Credo che da questo inciso si possano derivare due insegnamenti preziosi.
Il primo: ci sono attività che i robot possono fare meglio di noi perché sono progettati per garantire una precisione e una ripetibilità che l’essere umano non è in grado di esprimere. La danza (e l’arte in generale) non sono solo precisione e ripetibilità, ovviamente. Ma l’intento di Hu Robot non è quello di dimostrare che un robot possa danzare meglio di un ballerino, quanto che dalla loro collaborazione possa nascere un senso diverso, con un valore intrinseco.
Il secondo è che i cobot hanno un effetto positivo sul lavoro delle persone.
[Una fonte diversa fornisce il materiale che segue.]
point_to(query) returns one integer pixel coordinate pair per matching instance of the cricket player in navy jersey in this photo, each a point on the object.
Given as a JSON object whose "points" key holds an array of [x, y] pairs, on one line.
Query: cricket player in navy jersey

Se sul palco di Hu Robot sono state l’emulazione e la spinta competitiva con UR10 a innalzare la performance dei ballerini, nelle fabbriche i cobot qualificano il lavoro degli operatori permettendo loro di applicarsi in attività in cui esprimere il meglio delle loro qualità “umane”.
DA HAL9000 ALL’UR10, UNA QUESTIONE DI FIDUCIA
L’evoluzione tecnologica che ha accompagnato i cobot negli ultimi 10 anni, ovvero il percorso che li ha resi sempre più sicuri, flessibili, efficienti e in grado di operare a distanze sempre minori rispetto all’uomo, è stato un cammino di acquisizione di fiducia. I cobot, a differenza di altre apparecchiature di automazione, non trasmettono un senso di straniamento e alienazione, non spaventano né mettono a disagio (come il freddo e algido HAL9000 di “2001: Odissea nello spazio”).
Sul palco di Hu Robot si è concretizzato ancora una volta questo cambio di paradigma: attorno a UR10 non vi erano operatori industriali abituati al contatto con l’automazione, ma artisti. Al di là del timore iniziale, tramutatosi presto in collaborazione, non vi è stato scontro fra lato umano e lato tecnologico, ma anzi collaborazione, incontro, dialogo.
Questo credo sia uno dei portati più preziosi della robotica collaborativa. I cobot sono dei veri e propri “mediatori culturali”, perché – pur essendo ritrovati tecnologici altamente sviluppati – sono comprensibili a chiunque e consentono alle imprese di affacciarsi all’automazione con facilità.
È infine importante che la conoscenza della robotica collaborativa si stia diffondendo. Anche se i cobot sono strumenti nati per la produzione e la manifattura, possibilità di impiego che esulino dai classici layout industriali, come quella offerta da Hu Robot, contribuiscono a disseminare consapevolezza e a rendere avvezzi alla nuova tecnologia un numero sempre maggiore di persone.